We now turn to the third argument made by the cities. They argue that the contract with the utilities should have contained a “withdrawability” clause. They cite the following language from the Clark Hill opinion:
“If . . . the preference customer does not [contract with the United States] .. . the Secretary is then authorized to contract with the non-preference customer, subject to the condition that should the preference customer subsequently obtain the means to take and distribute the power, the Secretary will be enabled to deal with the preference customer.” 41 Op.Att’y. Gen. at 236.
We need not and do not decide whether, in the normal case, a withdrawal and renegotiation clause is required. Even assuming that Clark Hill is correct and that such a clause is normally required, we hold that this case has special facts which make it inappropriate to require a withdrawal clause.
[1331]*1331The contract in issue was of a fixed and short duration (its expected life was six years). The contract did not apply to the typical situation envisioned by the drafters of the preference clause. Normally, government-generated energy is readily marketable because it sells at a favorable price. The preference clause was enacted so that municipalities and other public entities would receive first call on the low-cost power.11
In this case, it was a “buyer’s market” rather than a “seller’s market.” The interim power was not particularly desirable for a variety of reasons.12 The government needed to sell the power immediately. There is evidence suggesting that it may have had greater difficulty in selling the power if the contracts contained a withdrawal provision.13 Thus, we conclude that even if the preference clause is later interpreted to require a withdrawal provision (a question we expressly reserve), no such clause is required here. This situation is sufficiently unique to convince us that Congress did not intend the preference clause to demand a withdrawal clause in this instance.

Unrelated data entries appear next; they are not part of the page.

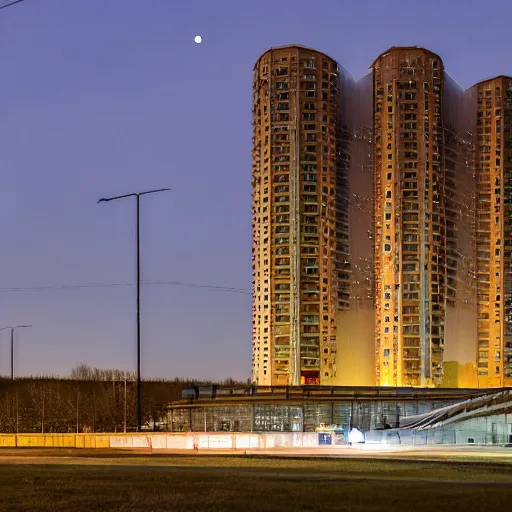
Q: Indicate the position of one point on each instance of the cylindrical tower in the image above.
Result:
(299, 216)
(492, 104)
(410, 220)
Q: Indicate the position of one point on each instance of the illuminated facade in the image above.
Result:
(410, 248)
(299, 215)
(382, 223)
(492, 101)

Riverside and Banning have also argued that the interim power contracts are illegal because the Secretary failed to give them notice of the upcoming sale. They argue that such notice is required to enable them to make a Clark Hill offer. We reject this argument.
The cities have pointed to no provision in the preference clause or elsewhere that requires notice. Nothing specifies who should be notified — e. g., all preference entities, or only preference entities within a certain distance, or only preference entities possessing transmission facilities. Thus, in light of these circumstances we can only conclude that even if notice is required under the preference clause (a question we need not decide), all that could be required is reasonable notice, as determined on a case-by-case basis.
In this ease we are satisfied that reasonable notice did not include notice to Banning and Riverside. It is undisputed that those two cities did not have the transmission ability which would have enabled them within a reasonable time to contract for the interim power.14 Moreover, in the circumstances of this case, the government did not violate the preference clause by choosing among the available parties those who could make a firm commitment in 1969, or by signing contracts that did not contain withdrawal provisions. Therefore, [1332]*1332even assuming that the preference clause required the government to provide reasonable notice, the failure to notify Banning and Riverside neither constitutes a breach of that duty, nor invalidates the contract with the utilities.
Accordingly, the judgment is affirmed.